Somnus-Ipse Hall: The Dreamer’s Final Waking

The moment the heavy, bronze-plated door to Somnus-Ipse Hall was carefully pushed open, the air rushed out—cold, dense, and heavy with the pervasive, unsettling odor of dry textiles, mineral dust, and the sharp scent of heavy metals. The name, combining sleep/dream with self/the subject, perfectly captured the manor’s function: a physical space dedicated to achieving the ultimate truth of identity, now embodying its own absolute termination of self-awareness. This abandoned Victorian house was structured not for ordinary living, but for unwavering, controlled introspection, its internal layout a bewildering maze of small, isolated sensory deprivation pods, climate-controlled sleep cells, and meticulously designed light-blocking systems intended to eliminate all external input that might corrupt the inner experience.
The final inhabitant was Oneiro-Theorist Doctor Ego Mundus, a brilliant, but intensely reclusive master philosopher and consciousness theorist of the late 19th century. Doctor Mundus’s profession was the study of dreams, self-perception, and the stability of the subjective mind, seeking to codify a single, unified, and perfectly consistent self. His singular obsession, however, was the creation of the ‘Zero Self’—a single, perfect, flawless state of being that would, through the absolute synthesis of all known psychological principles, reveal the ultimate, objective truth of identity, free of all memory, emotion, or subjective experience. After realizing that the very act of observing the self created a dualism (observer and observed), shattering his faith in a singular, pure identity, he retreated to the manor. He dedicated his final years to resolving this single, terrifying goal, believing that the only way to achieve the Zero Self was to understand the ultimate absence of all consciousness. His personality was intensely systematic, fearful of inconsistency, and utterly consumed by the pursuit of subjective finality.
The Subjectivity Chamber

Doctor Mundus’s mania culminated in the Subjectivity Chamber. This secure, sealed room was where he spent his final days, not dreaming, but deconstructing the act of being aware itself, attempting to define the ultimate objectivity by isolating the point that offered no subjective residue. His journals, written in a cramped, precise hand that eventually gave way to complex equations concerning memory erasure and the theoretical limits of self-dissolution, were found sealed inside a hollow metal pillow frame.
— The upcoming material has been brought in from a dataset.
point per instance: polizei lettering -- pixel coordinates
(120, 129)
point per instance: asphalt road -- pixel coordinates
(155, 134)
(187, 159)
He stopped trying to define the perfect person and began trying to define the un-person, concluding that the only way to achieve the Zero Self was to eliminate the need for any conscious identity whatsoever. “The memory is a delusion; the feeling is a flaw,” one entry read. “The final self requires the complete surrender of all awareness and all identity. The truth must be a single, self-evident, unstated conclusion, contained in a fundamental, perfect stillness.”
The house preserves his clinical rigor structurally. Many internal passages are fitted with small, precisely calibrated humidity controls and white noise generators built into the walls, now all rusted and frozen, remnants of his attempts to create a universal, absolutely fixed and non-stimulating environment within the manor.
The Final Identity in the Abandoned Victorian House

Oneiro-Theorist Doctor Ego Mundus was last heard working in his chamber, followed by a sudden, intense sound of shattering glass and heavy springs snapping (from the mirror and the dream recorder) and then immediate, profound silence. He did not leave the manor. The next morning, the chamber was cold, the subjectivity room sealed, and the man was gone. No body was found, and the only evidence was the singular, physical alteration to his final philosophical work.
The ultimate chilling clue is the small hole in the silk. It is the final consciousness—the Zero Self achieved, representing the cessation of all subjective identity and the perfect, objective truth found in a single, un-dimensioned point of pure, absolute non-being. The broken mirror and blank silk ensure no further attempt could be made to chart the flawed, conscious world. This abandoned Victorian house, with its silent chambers and broken tools, stands as a cold, imposing testament to the master theorist who pursued the ultimate, pure form of existence, and who, in the end, may have successfully defined the Perfect Non-Self, vanishing into the un-aware, objective finality that he engineered as his final, terrifying statement of pure truth.